The possible worlds analysis of the problem is as follows. Let’s assume that the probability of having termites is p, the greedy predictor is perfect, and the letter is sent to everyone “eligible”, i.e. to everyone with an infestation who would not pay, and to everyone without the infestation who would pay upon receiving the letter. We further assume that there are no paranoid agents, those who would pay “just in case” even when not receiving the letter. In general, this case would have to be considered as a separate world.
Now the analysis is quite routine:
Thus not paying is, not surprisingly, always better than paying, by the “blackmail amount” 1,000(1-p).
One thing to note is that the case of where the would-pay agent has termites, but does not receive a letter is easy to overlook, since it does not include receiving a letter from the predictor.
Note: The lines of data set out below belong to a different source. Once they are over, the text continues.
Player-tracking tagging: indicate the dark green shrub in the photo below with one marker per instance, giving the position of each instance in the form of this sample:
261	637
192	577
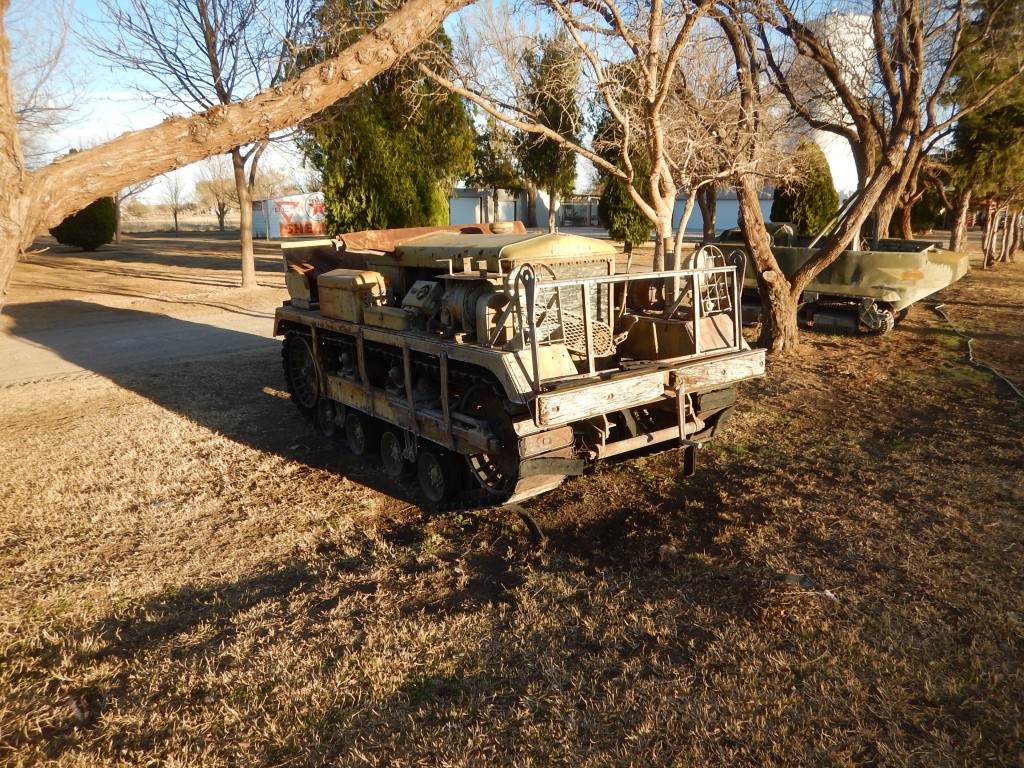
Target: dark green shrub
811	202
927	212
623	218
89	228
However, this is a possible world contributing to the overall utility, if it is not explicitly stated in the problem.
Other dilemmas that yield to a straightforward analysis by world enumeration are Death in Damascus, regular and with a random coin, the Mechanical Blackmail and the Psychopath Button.
One final point that I would like to address is that treating the apparent decision making as a self- and world-discovery process, not as an attempt to change the world, helps one analyze adversarial setups that stump the decision theories that assume free will.
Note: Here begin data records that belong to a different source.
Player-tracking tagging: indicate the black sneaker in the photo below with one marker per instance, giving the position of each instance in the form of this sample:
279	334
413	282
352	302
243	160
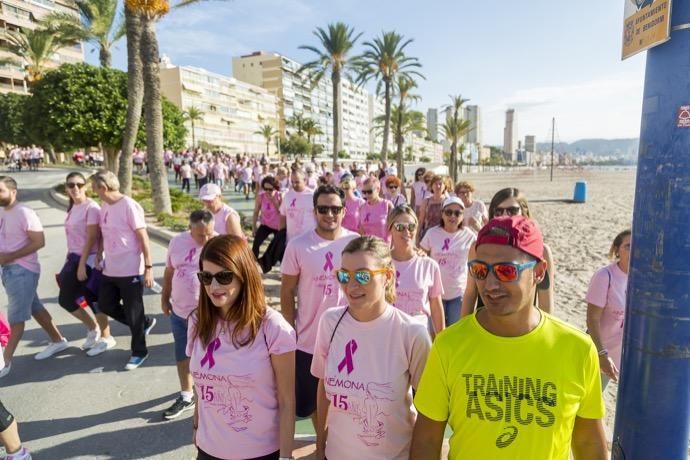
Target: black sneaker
177	408
149	322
Immunity from Adversarial Predictors
EYNS states in Section 9:
“There is no perfect decision theory for all possible scenarios, but there may be a general-purpose decision theory that matches or outperforms all rivals in fair dilemmas, if a satisfactory notion of “fairness” can be formalized.” and later “There are some immediate technical obstacles to precisely articulating this notion of fairness. Imagine I have a copy of Fiona, and I punish anyone who takes the same action as the copy. Fiona will always lose at this game, whereas Carl and Eve might win. Intuitively, this problem is unfair to Fiona, and we should compare her performance to Carl’s not on the “act differently from Fiona” game, but on the analogous “act differently from Carl” game. It remains unclear how to transform a problem that’s unfair to one decision theory into an analogous one that is unfair to a different one (if an analog exists) in a reasonably principled and general way.”
I note here that simply enumerating possible worlds evades this problem as far as I can tell.
Let’s consider a simple “unfair” problem: If the agent is predicted to use a certain decision theory DT1, she gets nothing, and if she is predicted to use some other approach (DT2), she gets $100. There are two possible worlds here, one where the agent uses DT1, and the other where she uses DT2:
So a principled agent who always uses DT1 is penalized. Suppose another time the agent might face the opposite situation, where she is punished for following DT2 instead of DT1. What is the poor agent to do, being stuck between Scylla and Charybdis? There are 4 possible worlds in this case:
The world number 3 is where a the agent wins, regardless of how adversarial or "unfair" the predictor is trying to be to her. Enumerating possible worlds lets us crystallize the type of an agent that would always get maximum possible payoff, no matter what. Such an agent would subjectively feel that they are excellent at making decisions, whereas they simply live in the world where they happen to win.